Sometimes I get one or two books, other weeks I'll get nearly a dozen books. Some weeks, I’ll receive a finished (i.e. the version people see on bookshelves) copy of a book for which I received an ARC (Advance Reader Copy) weeks or months prior to the actual publication of the book. Sometimes I'll want to read everything that arrives, other weeks, the books immediately go into the "I'll never read this book" pile, while still others go into the nebulous "maybe-I'll-read-it-category." More often than not, it is a mix of books that appeal to me at different levels (i.e. from "this book holds ZERO appeal for me" to "I cannot WAIT to read this book yesterday").

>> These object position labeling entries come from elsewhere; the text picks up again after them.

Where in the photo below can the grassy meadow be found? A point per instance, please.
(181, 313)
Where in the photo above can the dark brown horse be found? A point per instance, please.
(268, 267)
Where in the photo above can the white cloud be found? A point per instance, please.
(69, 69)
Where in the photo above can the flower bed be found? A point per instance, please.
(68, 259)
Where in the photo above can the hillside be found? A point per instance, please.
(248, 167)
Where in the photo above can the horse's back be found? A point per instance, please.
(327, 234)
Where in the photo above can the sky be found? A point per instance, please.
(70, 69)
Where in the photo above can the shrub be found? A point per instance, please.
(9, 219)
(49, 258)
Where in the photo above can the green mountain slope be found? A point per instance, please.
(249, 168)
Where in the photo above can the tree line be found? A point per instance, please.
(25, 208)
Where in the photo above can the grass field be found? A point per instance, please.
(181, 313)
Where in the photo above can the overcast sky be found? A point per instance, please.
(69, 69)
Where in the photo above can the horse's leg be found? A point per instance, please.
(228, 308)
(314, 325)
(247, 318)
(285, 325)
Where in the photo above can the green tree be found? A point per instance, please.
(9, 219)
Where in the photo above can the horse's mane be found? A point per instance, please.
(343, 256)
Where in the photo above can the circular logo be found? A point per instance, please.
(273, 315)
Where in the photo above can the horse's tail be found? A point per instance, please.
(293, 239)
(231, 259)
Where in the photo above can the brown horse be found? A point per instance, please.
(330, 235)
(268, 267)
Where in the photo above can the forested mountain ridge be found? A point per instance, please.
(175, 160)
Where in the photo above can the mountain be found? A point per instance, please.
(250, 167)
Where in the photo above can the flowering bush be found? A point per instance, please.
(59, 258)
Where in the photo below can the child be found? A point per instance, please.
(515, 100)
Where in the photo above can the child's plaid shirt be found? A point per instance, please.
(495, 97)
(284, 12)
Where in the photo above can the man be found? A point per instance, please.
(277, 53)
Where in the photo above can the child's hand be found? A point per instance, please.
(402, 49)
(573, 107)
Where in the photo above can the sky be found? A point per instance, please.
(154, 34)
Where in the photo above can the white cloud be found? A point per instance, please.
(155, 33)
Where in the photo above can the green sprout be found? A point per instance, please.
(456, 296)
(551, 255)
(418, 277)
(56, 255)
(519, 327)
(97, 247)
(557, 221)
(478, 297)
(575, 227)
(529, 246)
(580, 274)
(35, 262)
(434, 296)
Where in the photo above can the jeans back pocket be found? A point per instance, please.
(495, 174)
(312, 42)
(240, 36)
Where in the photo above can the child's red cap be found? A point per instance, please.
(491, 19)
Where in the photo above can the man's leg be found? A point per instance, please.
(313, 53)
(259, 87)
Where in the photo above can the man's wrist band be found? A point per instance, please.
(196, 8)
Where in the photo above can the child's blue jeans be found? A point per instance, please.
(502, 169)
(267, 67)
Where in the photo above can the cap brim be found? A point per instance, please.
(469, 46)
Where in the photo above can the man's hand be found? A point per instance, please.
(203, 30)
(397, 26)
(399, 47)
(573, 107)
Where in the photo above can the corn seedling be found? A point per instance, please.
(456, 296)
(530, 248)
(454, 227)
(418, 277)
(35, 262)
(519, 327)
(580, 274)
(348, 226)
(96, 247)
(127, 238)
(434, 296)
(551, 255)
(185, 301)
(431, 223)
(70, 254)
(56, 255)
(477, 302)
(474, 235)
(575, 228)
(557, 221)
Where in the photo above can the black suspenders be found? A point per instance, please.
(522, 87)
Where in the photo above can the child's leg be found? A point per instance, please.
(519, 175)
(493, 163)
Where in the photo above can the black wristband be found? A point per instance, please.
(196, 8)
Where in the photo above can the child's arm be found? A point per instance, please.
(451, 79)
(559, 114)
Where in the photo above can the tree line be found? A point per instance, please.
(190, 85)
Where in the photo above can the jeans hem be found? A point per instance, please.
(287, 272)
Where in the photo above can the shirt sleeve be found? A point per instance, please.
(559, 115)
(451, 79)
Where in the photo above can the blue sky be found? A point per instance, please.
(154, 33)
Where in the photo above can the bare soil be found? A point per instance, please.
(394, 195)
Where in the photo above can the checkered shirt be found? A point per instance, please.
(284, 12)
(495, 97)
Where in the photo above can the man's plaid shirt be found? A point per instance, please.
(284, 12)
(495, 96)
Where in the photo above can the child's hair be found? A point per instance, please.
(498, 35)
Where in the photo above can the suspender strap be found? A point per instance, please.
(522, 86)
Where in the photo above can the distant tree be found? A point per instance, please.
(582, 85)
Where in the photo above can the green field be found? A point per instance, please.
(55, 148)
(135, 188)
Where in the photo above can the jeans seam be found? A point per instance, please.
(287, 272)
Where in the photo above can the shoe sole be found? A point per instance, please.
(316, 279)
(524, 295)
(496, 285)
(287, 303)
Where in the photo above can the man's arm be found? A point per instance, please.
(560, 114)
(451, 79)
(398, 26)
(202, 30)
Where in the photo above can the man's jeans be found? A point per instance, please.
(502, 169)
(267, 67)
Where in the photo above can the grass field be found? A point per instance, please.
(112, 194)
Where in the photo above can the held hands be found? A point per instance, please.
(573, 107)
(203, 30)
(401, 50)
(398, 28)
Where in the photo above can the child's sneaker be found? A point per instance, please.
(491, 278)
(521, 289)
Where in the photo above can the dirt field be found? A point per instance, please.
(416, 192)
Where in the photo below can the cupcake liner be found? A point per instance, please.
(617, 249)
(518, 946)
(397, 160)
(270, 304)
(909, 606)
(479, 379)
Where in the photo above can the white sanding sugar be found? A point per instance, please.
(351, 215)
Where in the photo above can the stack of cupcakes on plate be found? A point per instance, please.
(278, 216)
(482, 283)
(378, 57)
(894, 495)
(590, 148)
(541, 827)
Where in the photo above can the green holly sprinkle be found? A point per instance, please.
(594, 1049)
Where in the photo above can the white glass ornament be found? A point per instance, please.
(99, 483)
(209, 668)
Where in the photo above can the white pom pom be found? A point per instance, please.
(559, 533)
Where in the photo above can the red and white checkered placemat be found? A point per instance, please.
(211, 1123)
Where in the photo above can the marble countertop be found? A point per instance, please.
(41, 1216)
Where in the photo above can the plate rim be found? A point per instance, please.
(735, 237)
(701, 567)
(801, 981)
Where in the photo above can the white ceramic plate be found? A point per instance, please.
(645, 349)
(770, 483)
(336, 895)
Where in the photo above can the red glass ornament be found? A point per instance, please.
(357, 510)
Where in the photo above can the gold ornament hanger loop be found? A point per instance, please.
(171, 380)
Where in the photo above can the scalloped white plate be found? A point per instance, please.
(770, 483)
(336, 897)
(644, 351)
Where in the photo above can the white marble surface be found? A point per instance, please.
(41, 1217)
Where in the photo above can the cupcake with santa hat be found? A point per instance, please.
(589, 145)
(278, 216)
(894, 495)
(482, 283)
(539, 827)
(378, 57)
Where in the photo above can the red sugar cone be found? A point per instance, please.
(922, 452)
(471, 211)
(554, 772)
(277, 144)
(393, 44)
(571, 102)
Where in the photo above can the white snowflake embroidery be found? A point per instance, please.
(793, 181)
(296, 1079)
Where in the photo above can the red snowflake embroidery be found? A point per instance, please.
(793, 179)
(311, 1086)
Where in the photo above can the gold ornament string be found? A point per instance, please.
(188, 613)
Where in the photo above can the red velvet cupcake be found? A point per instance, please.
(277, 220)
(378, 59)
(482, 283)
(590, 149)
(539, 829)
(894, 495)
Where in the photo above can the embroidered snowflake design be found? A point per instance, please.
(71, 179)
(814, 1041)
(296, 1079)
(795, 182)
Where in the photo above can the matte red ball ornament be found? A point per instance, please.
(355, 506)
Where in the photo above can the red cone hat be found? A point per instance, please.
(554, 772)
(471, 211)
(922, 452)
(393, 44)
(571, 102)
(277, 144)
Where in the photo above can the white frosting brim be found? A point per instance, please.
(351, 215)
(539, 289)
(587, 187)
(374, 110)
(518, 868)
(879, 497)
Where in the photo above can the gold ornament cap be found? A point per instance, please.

Have a guess in the comments about which book fits my reading labels “I’ll Never Read…” “Zero Appeal” or “cannot wait” "maybe I'll get to it later" and so forth...

Blackwood by Gwenda Bond (Strange Chemistry, Paperback 09/04/2012) – Gwenda’s been blogging and writing about the genre for quite a while now, this is her debut novel and one of the launch titles for Strange Chemistry, the new YA imprint of Angry Robot Books, so no pressure, right? Right. The premise sounds interesting as I’ve have a bit of a fascination for the lost Roanoke colony.

On Roanoke Island, the legend of the 114 people who mysteriously vanished from the Lost Colony hundreds of years ago is just an outdoor drama for the tourists, a story people tell. But when the island faces the sudden disappearance of 114 people now, an unlikely pair of 17-year-olds may be the only hope of bringing them back.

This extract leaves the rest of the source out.